Dans un tel contexte défensif, la peur se condense jusqu'à déboucher sur l'agression aveugle. Rien d'autre qu'une pulsion irréfléchie, sans analyse : tuer pour ne pas être tué, terreur (sans objet) de l'agression mortelle... Le meurtre a son corollaire : une culpabilité facilement insoutenable : « Ils se sentent coupables, c'est trop pour moi, car je suis responsable de ce qu'ils ont fait Arevin. Je ne les ai compris que trop tard. »

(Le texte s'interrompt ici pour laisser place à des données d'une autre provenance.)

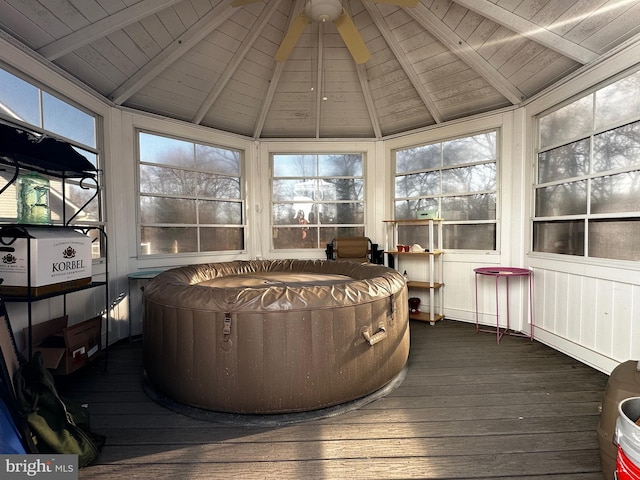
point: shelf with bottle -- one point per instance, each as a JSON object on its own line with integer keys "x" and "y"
{"x": 430, "y": 279}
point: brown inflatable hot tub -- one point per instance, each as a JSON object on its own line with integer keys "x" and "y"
{"x": 255, "y": 337}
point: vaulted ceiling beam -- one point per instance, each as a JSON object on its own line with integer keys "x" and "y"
{"x": 174, "y": 50}
{"x": 361, "y": 69}
{"x": 400, "y": 55}
{"x": 275, "y": 78}
{"x": 459, "y": 47}
{"x": 533, "y": 32}
{"x": 254, "y": 32}
{"x": 103, "y": 27}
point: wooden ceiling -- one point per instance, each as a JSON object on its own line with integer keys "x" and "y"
{"x": 210, "y": 63}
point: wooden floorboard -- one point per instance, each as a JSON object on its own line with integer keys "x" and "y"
{"x": 467, "y": 409}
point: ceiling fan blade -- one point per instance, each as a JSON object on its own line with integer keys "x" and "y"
{"x": 398, "y": 3}
{"x": 291, "y": 37}
{"x": 352, "y": 38}
{"x": 241, "y": 3}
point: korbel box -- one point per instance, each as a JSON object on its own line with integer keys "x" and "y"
{"x": 60, "y": 260}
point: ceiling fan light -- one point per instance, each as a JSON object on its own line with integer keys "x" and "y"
{"x": 323, "y": 10}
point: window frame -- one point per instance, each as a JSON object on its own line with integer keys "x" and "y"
{"x": 242, "y": 201}
{"x": 497, "y": 129}
{"x": 341, "y": 229}
{"x": 586, "y": 217}
{"x": 95, "y": 151}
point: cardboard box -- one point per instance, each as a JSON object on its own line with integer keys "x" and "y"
{"x": 66, "y": 349}
{"x": 60, "y": 261}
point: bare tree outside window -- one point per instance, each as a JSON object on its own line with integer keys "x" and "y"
{"x": 587, "y": 195}
{"x": 457, "y": 178}
{"x": 315, "y": 198}
{"x": 191, "y": 197}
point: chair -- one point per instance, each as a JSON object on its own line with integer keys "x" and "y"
{"x": 353, "y": 249}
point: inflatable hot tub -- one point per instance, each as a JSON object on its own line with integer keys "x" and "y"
{"x": 255, "y": 337}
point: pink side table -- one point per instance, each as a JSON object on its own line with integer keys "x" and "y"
{"x": 506, "y": 273}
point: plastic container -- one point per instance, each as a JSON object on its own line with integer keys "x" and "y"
{"x": 33, "y": 199}
{"x": 624, "y": 382}
{"x": 628, "y": 439}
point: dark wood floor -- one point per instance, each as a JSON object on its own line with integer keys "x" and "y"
{"x": 468, "y": 408}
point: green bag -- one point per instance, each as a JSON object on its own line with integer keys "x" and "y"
{"x": 57, "y": 426}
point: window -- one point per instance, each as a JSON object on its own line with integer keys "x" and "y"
{"x": 315, "y": 198}
{"x": 191, "y": 197}
{"x": 24, "y": 105}
{"x": 456, "y": 178}
{"x": 587, "y": 195}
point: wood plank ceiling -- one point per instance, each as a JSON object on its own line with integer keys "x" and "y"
{"x": 210, "y": 63}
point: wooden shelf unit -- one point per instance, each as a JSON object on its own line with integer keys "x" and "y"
{"x": 432, "y": 282}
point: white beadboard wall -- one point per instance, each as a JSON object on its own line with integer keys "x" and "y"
{"x": 589, "y": 310}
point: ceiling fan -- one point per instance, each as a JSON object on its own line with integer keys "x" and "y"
{"x": 324, "y": 11}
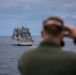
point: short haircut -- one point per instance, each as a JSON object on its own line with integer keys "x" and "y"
{"x": 53, "y": 28}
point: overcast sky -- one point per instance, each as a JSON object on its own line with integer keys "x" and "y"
{"x": 33, "y": 12}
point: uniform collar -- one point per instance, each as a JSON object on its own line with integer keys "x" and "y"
{"x": 49, "y": 43}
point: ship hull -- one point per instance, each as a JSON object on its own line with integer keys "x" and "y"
{"x": 18, "y": 43}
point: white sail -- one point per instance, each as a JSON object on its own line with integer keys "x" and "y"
{"x": 22, "y": 36}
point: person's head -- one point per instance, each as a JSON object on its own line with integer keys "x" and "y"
{"x": 53, "y": 29}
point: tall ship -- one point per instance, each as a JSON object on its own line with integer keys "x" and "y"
{"x": 22, "y": 37}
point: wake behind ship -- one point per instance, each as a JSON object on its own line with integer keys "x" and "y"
{"x": 22, "y": 37}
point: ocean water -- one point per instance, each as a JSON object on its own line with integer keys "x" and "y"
{"x": 10, "y": 54}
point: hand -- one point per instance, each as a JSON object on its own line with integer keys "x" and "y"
{"x": 72, "y": 30}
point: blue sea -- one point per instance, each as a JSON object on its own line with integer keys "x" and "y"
{"x": 10, "y": 54}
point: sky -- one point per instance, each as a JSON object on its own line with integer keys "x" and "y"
{"x": 32, "y": 13}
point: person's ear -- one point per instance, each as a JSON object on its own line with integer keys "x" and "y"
{"x": 62, "y": 35}
{"x": 42, "y": 33}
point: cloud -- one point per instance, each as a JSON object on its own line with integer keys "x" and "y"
{"x": 14, "y": 3}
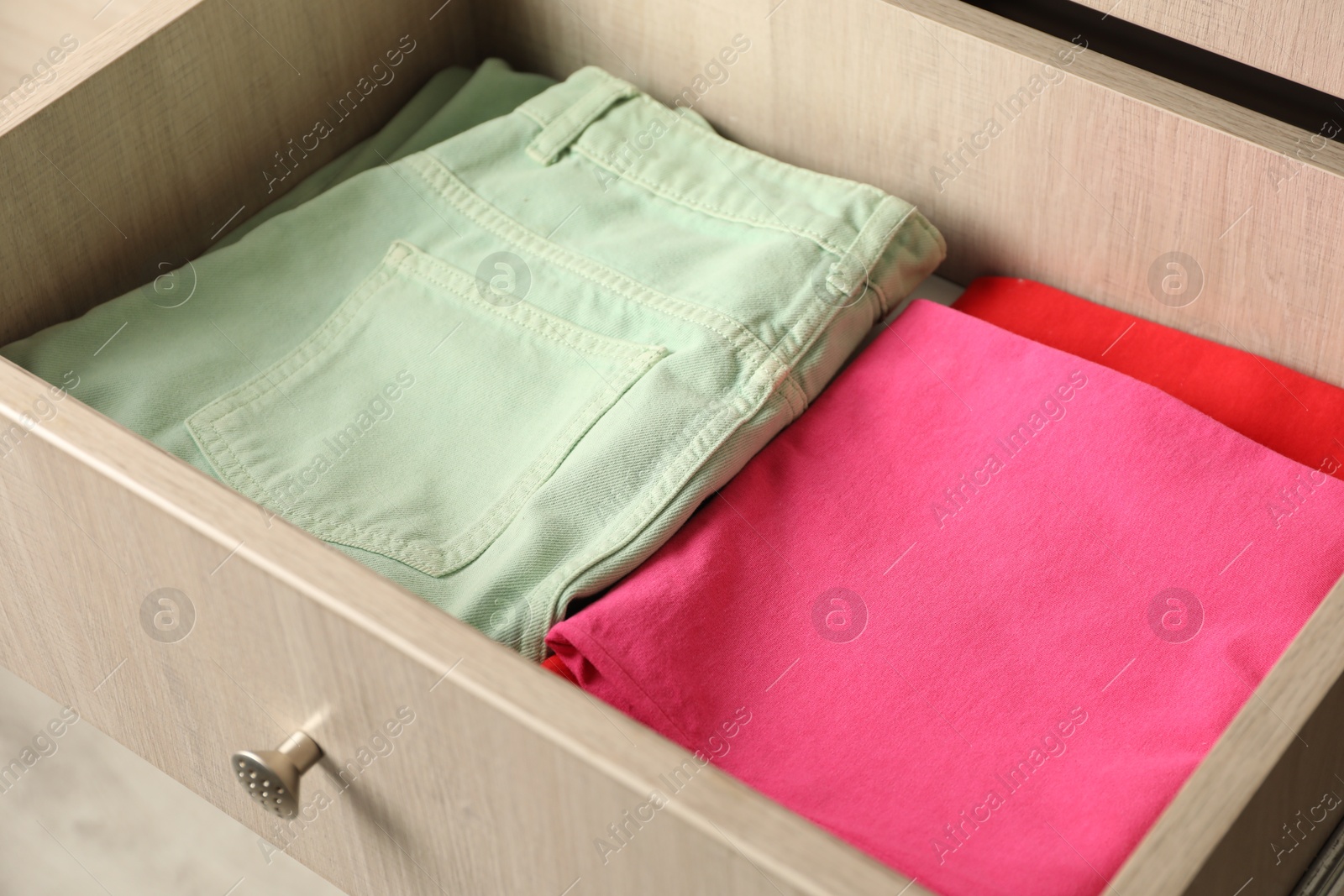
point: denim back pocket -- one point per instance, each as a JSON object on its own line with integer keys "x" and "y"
{"x": 417, "y": 421}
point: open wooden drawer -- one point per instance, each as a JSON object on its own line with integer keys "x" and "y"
{"x": 501, "y": 777}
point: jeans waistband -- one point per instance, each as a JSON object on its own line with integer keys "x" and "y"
{"x": 674, "y": 155}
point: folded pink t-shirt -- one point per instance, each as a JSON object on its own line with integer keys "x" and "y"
{"x": 979, "y": 611}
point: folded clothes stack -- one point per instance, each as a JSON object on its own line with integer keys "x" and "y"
{"x": 979, "y": 611}
{"x": 506, "y": 367}
{"x": 987, "y": 605}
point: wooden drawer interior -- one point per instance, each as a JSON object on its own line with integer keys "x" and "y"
{"x": 160, "y": 136}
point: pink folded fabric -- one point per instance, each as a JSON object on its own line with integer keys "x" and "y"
{"x": 985, "y": 606}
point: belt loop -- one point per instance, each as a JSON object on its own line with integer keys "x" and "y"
{"x": 568, "y": 109}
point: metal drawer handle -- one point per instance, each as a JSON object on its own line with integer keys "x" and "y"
{"x": 270, "y": 777}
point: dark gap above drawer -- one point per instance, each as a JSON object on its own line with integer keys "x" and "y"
{"x": 1186, "y": 63}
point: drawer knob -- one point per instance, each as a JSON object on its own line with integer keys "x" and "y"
{"x": 270, "y": 777}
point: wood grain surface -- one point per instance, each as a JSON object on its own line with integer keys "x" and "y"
{"x": 501, "y": 782}
{"x": 1296, "y": 39}
{"x": 1095, "y": 172}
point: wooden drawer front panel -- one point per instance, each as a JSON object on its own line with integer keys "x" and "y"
{"x": 506, "y": 779}
{"x": 1296, "y": 39}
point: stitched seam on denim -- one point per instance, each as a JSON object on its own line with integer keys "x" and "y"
{"x": 557, "y": 136}
{"x": 638, "y": 360}
{"x": 553, "y": 589}
{"x": 783, "y": 170}
{"x": 550, "y": 598}
{"x": 801, "y": 344}
{"x": 474, "y": 537}
{"x": 555, "y": 101}
{"x": 663, "y": 192}
{"x": 460, "y": 196}
{"x": 732, "y": 149}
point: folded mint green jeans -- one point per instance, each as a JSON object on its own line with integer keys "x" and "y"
{"x": 503, "y": 369}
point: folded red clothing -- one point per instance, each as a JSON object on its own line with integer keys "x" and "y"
{"x": 1294, "y": 414}
{"x": 979, "y": 611}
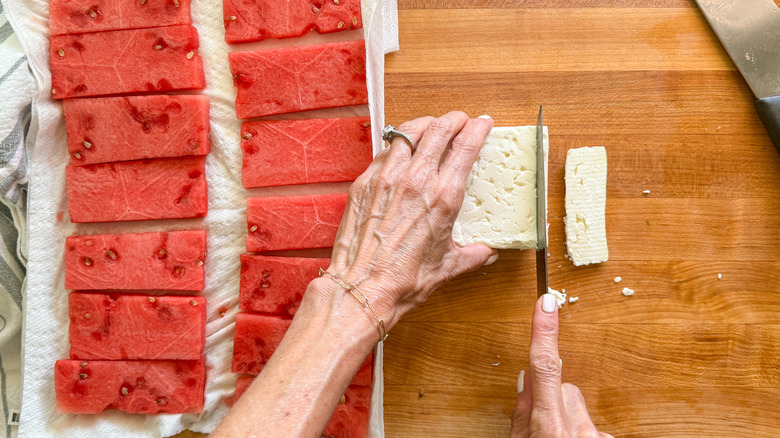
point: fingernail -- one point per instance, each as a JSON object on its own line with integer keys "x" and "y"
{"x": 548, "y": 303}
{"x": 521, "y": 382}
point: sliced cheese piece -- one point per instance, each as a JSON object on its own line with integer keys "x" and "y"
{"x": 586, "y": 199}
{"x": 499, "y": 208}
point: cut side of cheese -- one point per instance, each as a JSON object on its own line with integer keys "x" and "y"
{"x": 586, "y": 201}
{"x": 499, "y": 208}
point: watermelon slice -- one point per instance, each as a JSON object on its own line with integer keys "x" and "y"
{"x": 293, "y": 79}
{"x": 255, "y": 20}
{"x": 104, "y": 326}
{"x": 125, "y": 61}
{"x": 106, "y": 129}
{"x": 276, "y": 284}
{"x": 137, "y": 387}
{"x": 282, "y": 152}
{"x": 256, "y": 339}
{"x": 294, "y": 222}
{"x": 136, "y": 261}
{"x": 81, "y": 16}
{"x": 165, "y": 188}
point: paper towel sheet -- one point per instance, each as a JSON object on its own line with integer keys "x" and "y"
{"x": 46, "y": 318}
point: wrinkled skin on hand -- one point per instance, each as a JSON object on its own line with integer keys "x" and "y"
{"x": 395, "y": 240}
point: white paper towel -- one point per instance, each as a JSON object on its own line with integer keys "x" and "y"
{"x": 45, "y": 331}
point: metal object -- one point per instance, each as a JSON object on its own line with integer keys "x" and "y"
{"x": 541, "y": 209}
{"x": 750, "y": 32}
{"x": 390, "y": 133}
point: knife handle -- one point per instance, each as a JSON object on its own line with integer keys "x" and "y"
{"x": 769, "y": 110}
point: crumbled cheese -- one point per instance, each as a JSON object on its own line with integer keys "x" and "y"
{"x": 586, "y": 200}
{"x": 560, "y": 298}
{"x": 499, "y": 208}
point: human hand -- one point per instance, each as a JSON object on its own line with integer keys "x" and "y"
{"x": 395, "y": 240}
{"x": 545, "y": 407}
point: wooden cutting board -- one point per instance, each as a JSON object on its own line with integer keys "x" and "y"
{"x": 689, "y": 354}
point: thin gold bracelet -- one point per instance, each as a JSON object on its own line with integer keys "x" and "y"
{"x": 351, "y": 288}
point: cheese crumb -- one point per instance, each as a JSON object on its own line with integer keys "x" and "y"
{"x": 560, "y": 298}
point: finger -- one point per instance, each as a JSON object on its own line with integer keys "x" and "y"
{"x": 465, "y": 149}
{"x": 521, "y": 417}
{"x": 544, "y": 358}
{"x": 437, "y": 137}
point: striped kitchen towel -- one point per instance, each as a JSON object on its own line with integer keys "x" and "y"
{"x": 16, "y": 91}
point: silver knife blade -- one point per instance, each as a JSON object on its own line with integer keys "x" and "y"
{"x": 750, "y": 32}
{"x": 541, "y": 209}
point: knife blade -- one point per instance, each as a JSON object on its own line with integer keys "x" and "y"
{"x": 541, "y": 209}
{"x": 749, "y": 30}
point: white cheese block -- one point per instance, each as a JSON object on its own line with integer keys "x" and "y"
{"x": 499, "y": 208}
{"x": 586, "y": 201}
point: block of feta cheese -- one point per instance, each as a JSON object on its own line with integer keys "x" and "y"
{"x": 282, "y": 152}
{"x": 107, "y": 129}
{"x": 123, "y": 326}
{"x": 290, "y": 79}
{"x": 586, "y": 201}
{"x": 164, "y": 188}
{"x": 499, "y": 208}
{"x": 136, "y": 261}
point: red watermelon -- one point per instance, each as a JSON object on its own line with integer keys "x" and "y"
{"x": 282, "y": 152}
{"x": 106, "y": 129}
{"x": 293, "y": 79}
{"x": 276, "y": 284}
{"x": 256, "y": 339}
{"x": 294, "y": 222}
{"x": 136, "y": 261}
{"x": 82, "y": 16}
{"x": 165, "y": 188}
{"x": 137, "y": 387}
{"x": 255, "y": 20}
{"x": 125, "y": 61}
{"x": 114, "y": 326}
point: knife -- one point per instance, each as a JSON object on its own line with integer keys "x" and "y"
{"x": 541, "y": 209}
{"x": 750, "y": 32}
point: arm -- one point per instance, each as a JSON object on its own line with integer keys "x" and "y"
{"x": 395, "y": 243}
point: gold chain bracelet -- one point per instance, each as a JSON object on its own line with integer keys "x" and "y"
{"x": 352, "y": 288}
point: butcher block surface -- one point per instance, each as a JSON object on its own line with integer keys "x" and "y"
{"x": 689, "y": 354}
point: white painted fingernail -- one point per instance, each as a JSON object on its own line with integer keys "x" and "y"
{"x": 492, "y": 259}
{"x": 549, "y": 303}
{"x": 521, "y": 382}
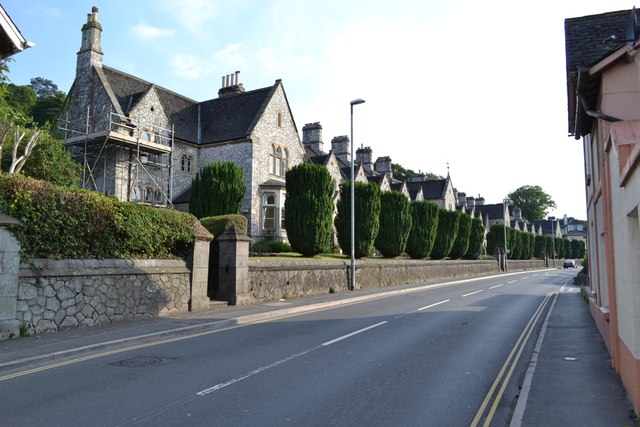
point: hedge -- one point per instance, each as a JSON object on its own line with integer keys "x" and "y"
{"x": 64, "y": 223}
{"x": 217, "y": 225}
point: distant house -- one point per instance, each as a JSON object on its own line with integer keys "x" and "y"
{"x": 143, "y": 143}
{"x": 603, "y": 75}
{"x": 11, "y": 39}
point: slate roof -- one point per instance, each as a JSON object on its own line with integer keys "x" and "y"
{"x": 494, "y": 211}
{"x": 221, "y": 119}
{"x": 588, "y": 40}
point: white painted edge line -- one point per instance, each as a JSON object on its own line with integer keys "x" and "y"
{"x": 518, "y": 412}
{"x": 359, "y": 331}
{"x": 473, "y": 293}
{"x": 237, "y": 321}
{"x": 433, "y": 305}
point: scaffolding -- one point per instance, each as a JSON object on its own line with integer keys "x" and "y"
{"x": 124, "y": 150}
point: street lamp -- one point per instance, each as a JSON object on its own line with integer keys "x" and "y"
{"x": 506, "y": 203}
{"x": 353, "y": 208}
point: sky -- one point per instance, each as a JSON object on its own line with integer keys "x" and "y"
{"x": 473, "y": 89}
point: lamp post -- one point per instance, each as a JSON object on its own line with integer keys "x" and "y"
{"x": 506, "y": 203}
{"x": 353, "y": 208}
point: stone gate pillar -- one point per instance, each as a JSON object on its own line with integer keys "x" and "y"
{"x": 9, "y": 264}
{"x": 233, "y": 267}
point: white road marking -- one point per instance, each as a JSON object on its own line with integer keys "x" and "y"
{"x": 433, "y": 305}
{"x": 473, "y": 293}
{"x": 359, "y": 331}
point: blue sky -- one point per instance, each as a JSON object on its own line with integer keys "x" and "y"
{"x": 478, "y": 85}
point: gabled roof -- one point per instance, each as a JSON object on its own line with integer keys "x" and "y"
{"x": 233, "y": 117}
{"x": 494, "y": 211}
{"x": 11, "y": 40}
{"x": 588, "y": 40}
{"x": 221, "y": 119}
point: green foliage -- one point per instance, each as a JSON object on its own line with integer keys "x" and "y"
{"x": 395, "y": 224}
{"x": 50, "y": 162}
{"x": 566, "y": 246}
{"x": 309, "y": 208}
{"x": 217, "y": 189}
{"x": 575, "y": 249}
{"x": 476, "y": 239}
{"x": 540, "y": 247}
{"x": 533, "y": 202}
{"x": 461, "y": 244}
{"x": 447, "y": 232}
{"x": 58, "y": 222}
{"x": 515, "y": 243}
{"x": 559, "y": 246}
{"x": 271, "y": 247}
{"x": 217, "y": 225}
{"x": 367, "y": 218}
{"x": 495, "y": 239}
{"x": 424, "y": 226}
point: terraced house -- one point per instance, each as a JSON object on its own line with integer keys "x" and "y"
{"x": 143, "y": 143}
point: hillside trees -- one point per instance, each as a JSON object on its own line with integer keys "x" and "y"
{"x": 532, "y": 201}
{"x": 309, "y": 208}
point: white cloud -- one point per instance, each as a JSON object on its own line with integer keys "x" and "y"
{"x": 149, "y": 32}
{"x": 190, "y": 66}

Le silence est une erreur. Toute confiance s'instaure sur les bases d'un échange verbal. C'est parce que l'héroïne parle avec Arevin qu'elle arrive à vaincre ses défenses et capter sa confiance. En n'explicitant pas ses actions, en négligeant de les aider à comprendre, elle a enfermé les parents dans le silence et la terreur.
Signalons que Vonda N.McIntyre prépare actuellement une anthologie de nouvelles entièrement consacrées aux femmes.
Un projet similaire (élaboré par Marianne Leconte) est en gestation chez Marabout.
Il faut remercier Denoël de nous donner enfin à lire une anthologie féminine... et regretter d'autant plus que la traduction en soit exécrable. Le poème « L'enfant rêve » de Sonya Dorman est proprement illisible. Pour mémoire, nous renverrons le lecteur à l'admirable traduction qu'Henry-Luc Planchat (lui-même écrivain de SF) a fait de la nouvelle de Vonda N. Mclntyre dans La frontière avenir (antho Seghers). La comparaison est cruelle pour Claude Saunier. Nous informons ce dernier (a-t-il un dictionnaire de français ?) de la signification de « Serpente » : « Papier très fin et transparent utilisé pour protéger les gravures des livres. » Cela semble une bien mauvaise traduction de « Snake ». Mais sans doute Saunier s'est-il (elle ?) persuadé que la femelle du serpent s'appelait la serpente... et l'héroïne est du sexe féminin... alors, quoi !
La critique est facile, l'art est difficile, les traducteurs sont pauvres (au propre et au figuré) parce qu'ils sont sous-payés... et les querelles sont si souvent stériles... L'important, c'est que les femmes s'emparent (et se parent pour suppléer à leur corps) enfin de la parole.
« Quand sera brisé l'infini servage de la femme, quand elle vivra pour elle et par elle, l'homme — jusqu'ici abominable — lui ayant donné son renvoi, elle sera poète, elle aussi ! La femme trouvera de l'inconnu ! » Rimbaud.